For two weeks after that he functioned on automatic, certain a summons from Gini must come. He anticipated, and feared, the mail each morning; he tensed at each telephone call. In February, late one Friday afternoon, the telegram finally arrived. It consisted of a one-word negative, followed by her name. He knew why she had been so terse—had he himself not even suggested it?—but the brevity of the message and its finality caused him great pain.
He sat for a long while, holding the scrap of paper, watching the future he had unconsciously been planning for those past two weeks shrivel before his gaze. Then, angry at himself, he called an airline and made a reservation on that evening’s last flight to Scotland. Packing his climbing equipment later, catching a cab out to the airport, he felt almost calm. He knew the cure for this, he told himself; he had taught himself how to live without love before.
He climbed in the Cairngorms that weekend, in ideal weather and dangerous snow conditions, and he climbed alone. Once or twice, tempted, he took unjustifiable risks; he felt a defiant and bitter amusement when nothing untoward occurred.
He returned to London, to his house with its view of Hawksmoor’s spire. He worked—this, too, had proved effective in the past—twice as hard. With the assistance of his DEA contact, Sandra Lucas, he knew that he would be able to tie up the last loose ends of his Amsterdam drug story: the Dutch chemist and his American partner were about to be raided; they would not be making the fortune they had so blithely anticipated; they would not be pushing White Doves much longer.
“It’s tonight,” Sandra Lucas said one morning in March, calling from a safe phone in Amsterdam.
“And then?” Rowland replied.
“And then they both go down, Rowland. We have Mina Landis’s evidence. We have the toxicology reports on Cassandra Morley. Manslaughter is the best they can hope for, even in Holland. They’ll both go down—and for a very long time.” There was a silence. She gave a sigh. “I know it’s not enough, Rowland. It’s never enough. But the American has shifted quite a lot of heroin in his time. He’ll certainly talk. He may give us some links in that chain…” An awkwardness came into her voice. “I wanted to ask you something—this crusade of yours…”
“It isn’t a crusade. It’s news.”
“—Are you still doing it for Esther?”
Rowland did not reply.
“Okay. If you won’t answer that, then just tell me this—you still think of her?”

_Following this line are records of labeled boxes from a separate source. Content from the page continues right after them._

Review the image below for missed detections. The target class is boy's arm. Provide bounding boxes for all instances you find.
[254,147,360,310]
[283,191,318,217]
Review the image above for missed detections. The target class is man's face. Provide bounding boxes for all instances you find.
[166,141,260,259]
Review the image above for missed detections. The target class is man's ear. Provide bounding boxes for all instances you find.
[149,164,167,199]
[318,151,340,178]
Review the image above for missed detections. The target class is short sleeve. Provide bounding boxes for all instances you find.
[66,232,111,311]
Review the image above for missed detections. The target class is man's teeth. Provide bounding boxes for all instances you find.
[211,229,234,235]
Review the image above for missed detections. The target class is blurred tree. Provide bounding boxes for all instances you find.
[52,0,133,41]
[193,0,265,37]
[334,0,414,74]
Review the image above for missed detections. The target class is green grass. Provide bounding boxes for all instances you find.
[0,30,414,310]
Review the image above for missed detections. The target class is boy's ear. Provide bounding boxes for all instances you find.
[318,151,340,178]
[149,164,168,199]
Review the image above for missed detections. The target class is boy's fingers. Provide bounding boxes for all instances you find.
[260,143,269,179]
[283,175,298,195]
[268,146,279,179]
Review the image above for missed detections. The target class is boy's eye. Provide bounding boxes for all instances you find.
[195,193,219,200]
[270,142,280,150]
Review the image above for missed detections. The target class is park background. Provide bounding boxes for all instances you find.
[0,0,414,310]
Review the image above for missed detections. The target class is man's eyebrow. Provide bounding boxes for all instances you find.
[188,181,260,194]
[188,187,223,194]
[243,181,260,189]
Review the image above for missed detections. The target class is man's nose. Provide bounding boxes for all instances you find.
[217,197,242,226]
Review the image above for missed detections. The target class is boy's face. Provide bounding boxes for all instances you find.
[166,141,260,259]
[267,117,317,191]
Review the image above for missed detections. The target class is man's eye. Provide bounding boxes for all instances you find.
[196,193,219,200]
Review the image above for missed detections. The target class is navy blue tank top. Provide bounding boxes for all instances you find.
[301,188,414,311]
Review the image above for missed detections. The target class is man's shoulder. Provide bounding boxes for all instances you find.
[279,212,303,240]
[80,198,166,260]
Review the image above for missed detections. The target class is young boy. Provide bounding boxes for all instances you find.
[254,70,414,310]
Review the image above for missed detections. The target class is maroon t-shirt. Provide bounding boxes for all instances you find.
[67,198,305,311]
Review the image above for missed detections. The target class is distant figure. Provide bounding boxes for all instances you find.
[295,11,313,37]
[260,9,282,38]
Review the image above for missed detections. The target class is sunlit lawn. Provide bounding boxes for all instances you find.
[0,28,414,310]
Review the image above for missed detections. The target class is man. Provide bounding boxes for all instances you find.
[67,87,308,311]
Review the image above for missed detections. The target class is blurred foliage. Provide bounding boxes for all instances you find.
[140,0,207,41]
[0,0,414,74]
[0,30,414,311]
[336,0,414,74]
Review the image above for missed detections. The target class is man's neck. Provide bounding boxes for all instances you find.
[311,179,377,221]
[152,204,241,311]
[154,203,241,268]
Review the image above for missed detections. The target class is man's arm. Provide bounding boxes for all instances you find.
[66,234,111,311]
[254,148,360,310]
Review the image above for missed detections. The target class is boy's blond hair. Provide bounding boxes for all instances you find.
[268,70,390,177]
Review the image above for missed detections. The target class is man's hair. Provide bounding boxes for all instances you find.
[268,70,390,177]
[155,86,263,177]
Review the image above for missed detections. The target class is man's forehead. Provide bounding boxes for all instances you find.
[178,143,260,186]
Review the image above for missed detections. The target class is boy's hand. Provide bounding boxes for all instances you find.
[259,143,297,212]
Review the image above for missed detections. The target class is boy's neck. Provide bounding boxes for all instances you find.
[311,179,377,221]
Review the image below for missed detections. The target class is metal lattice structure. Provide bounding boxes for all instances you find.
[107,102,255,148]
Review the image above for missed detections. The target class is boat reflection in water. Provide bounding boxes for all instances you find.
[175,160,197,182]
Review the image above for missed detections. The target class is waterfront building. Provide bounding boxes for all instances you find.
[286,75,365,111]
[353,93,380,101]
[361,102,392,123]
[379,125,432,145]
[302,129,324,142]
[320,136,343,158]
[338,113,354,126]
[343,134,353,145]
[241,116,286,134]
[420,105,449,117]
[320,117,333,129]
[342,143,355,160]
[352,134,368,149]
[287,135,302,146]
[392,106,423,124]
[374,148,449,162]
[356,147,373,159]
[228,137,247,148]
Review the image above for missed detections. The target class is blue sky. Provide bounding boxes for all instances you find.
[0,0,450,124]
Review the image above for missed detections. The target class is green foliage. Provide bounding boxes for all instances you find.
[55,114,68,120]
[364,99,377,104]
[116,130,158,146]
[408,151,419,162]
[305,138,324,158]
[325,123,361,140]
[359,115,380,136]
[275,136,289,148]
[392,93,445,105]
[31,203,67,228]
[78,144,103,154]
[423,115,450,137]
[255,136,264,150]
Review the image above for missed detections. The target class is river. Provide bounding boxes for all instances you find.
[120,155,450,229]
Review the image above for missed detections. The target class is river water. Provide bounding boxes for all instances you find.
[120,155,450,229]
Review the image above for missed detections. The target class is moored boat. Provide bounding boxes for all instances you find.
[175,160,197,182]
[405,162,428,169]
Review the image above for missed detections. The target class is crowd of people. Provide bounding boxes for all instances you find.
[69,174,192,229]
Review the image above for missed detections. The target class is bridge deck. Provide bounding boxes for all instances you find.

“Sometimes. Not so much recently.”
“Good. I’m glad.” Her voice became brisker. “She’d never have wanted this, you know. She was a realist. She’d have wanted you to let her go.”
Was that what the dead required of the living—to be forgotten, to be relegated? Rowland doubted it. Nevertheless, the comment affected him, and perhaps chimed with feelings of his own. At the end of March he finally decided, late at night, and alone in his house, that it was now time to acknowledge that he had changed, that he had already begun the process of letting the past go.